三原村と大月町

大月町の町田さんのお誘いで,三原村と春遠など大月の集落を竹田さんたちと回ってきました.昨年の牧野植物園で稲垣さんたちと話したときに樹齢が150-200年以上の花の咲く木を探してマップを作ってはどうかという話もていたので,いろいろ見てきました.

三原村の山茶花は晩秋の今くらいから咲き始めます.品種改良を続けられた我々がよくみる園芸種の山茶花ととはずいぶん違ってて,自生種ですので,おしべとめしべが離れていて,蜜蜂などによく運んでもらえるように花びらが大きく開いてよい香りがしています.

樹齢を重ねた幹はとても大きく,村の中に樹齢100年を越えるような巨木が何本も目につきます.都会で見る園芸種である山茶花のカラーパレットのようなはっきりした色ではありません.白にところどころ桃色の入ったとても美しい花びらが一片々落ちていくのが目につきます.

資生堂の「椿」というシャンプーがありますが,あれは山茶花と同じ種である園芸種の椿油をつかっているそうです.山茶花の実は拾って湯掻き,棕櫚の袋にいれて,ゆっくりと濾せば,自家製の油が作れそうです.村の人たちと話していて,この美しい香りのする自生の山茶花で油をつくったら,おもしろいのではないかというような話をしました.

以前は,棕櫚の袋で濾した後の実は,ナイフで削ぎ落とし,子供たちや若い女性はシャンプーのように使っていたそうなので,シャンプーも作れるかもしれません.

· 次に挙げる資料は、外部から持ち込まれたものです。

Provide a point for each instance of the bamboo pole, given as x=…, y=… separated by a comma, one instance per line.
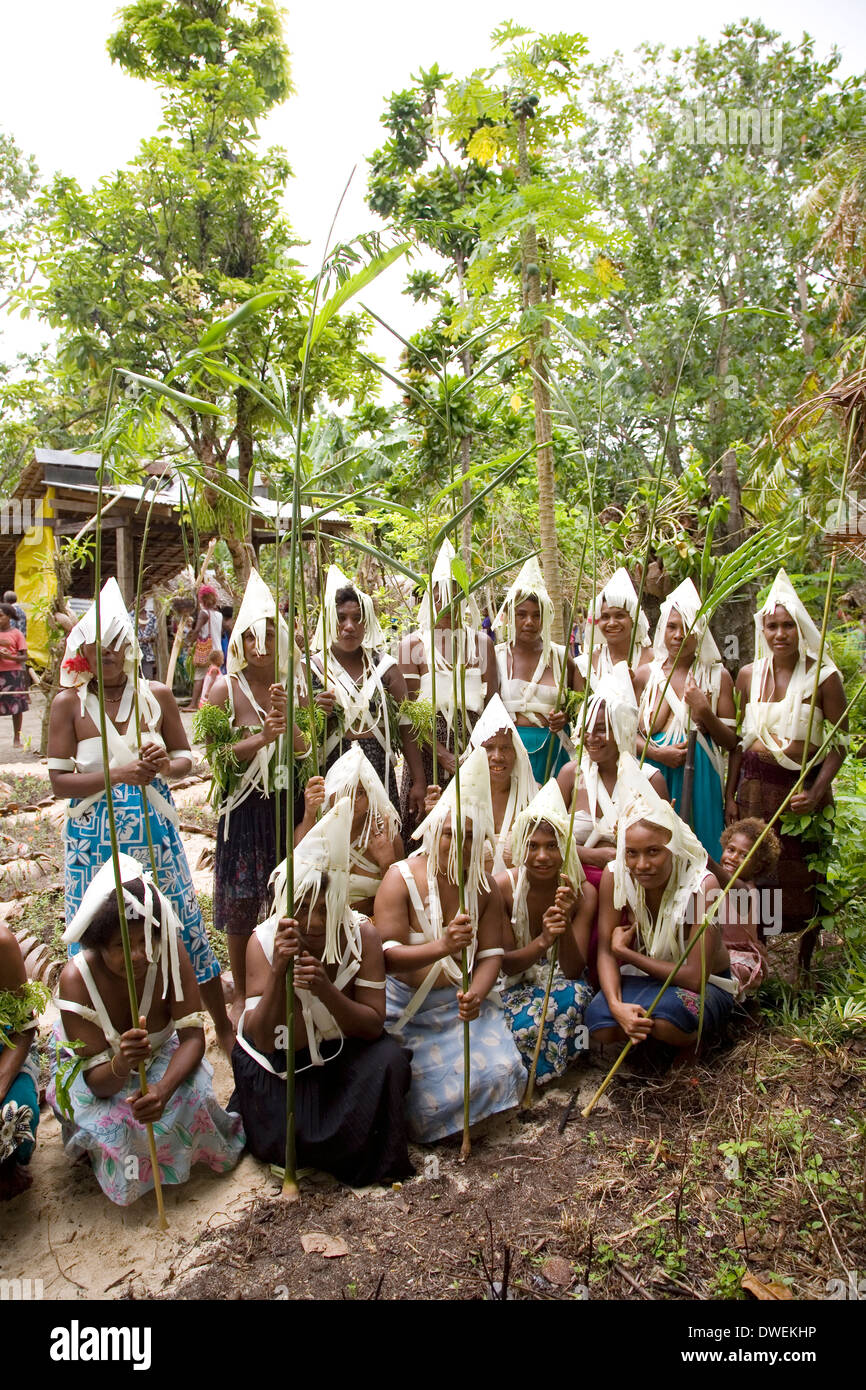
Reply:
x=103, y=734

廃校になった春遠の小学校です.このほかにもぜんぶで5校ほど回りましたが,風景美術館として再活用して宿泊施設や蕎麦打ち体験や芸術活動のような創るということに力点をおいた場所として再生していくようなこともできそうです.地区の意向がまずは大切ですが,集落単位で見るとなかなか手間もかかることもありますので,地域全体で廃校ネットワークを組んで,再生プランを考えていくのが確かにいいのかもしれません.
風景づくりとか風景遺産なんて言ってしまうと大げさでなんだかアレですが,今目の前にある風景を楽しむことが大切なのかもしれません.田舎は何もなくてすぐに飽きてしまうという人もいますが,東京だって何年か住めば同じようものではないでしょうか.どんなに忙しい日々であっても,目の前に広がっている風景とちゃんと向き合って,どこかに生活を楽しむ気持ちがあれば,そこから何か生まれてくるのではないかと思いました.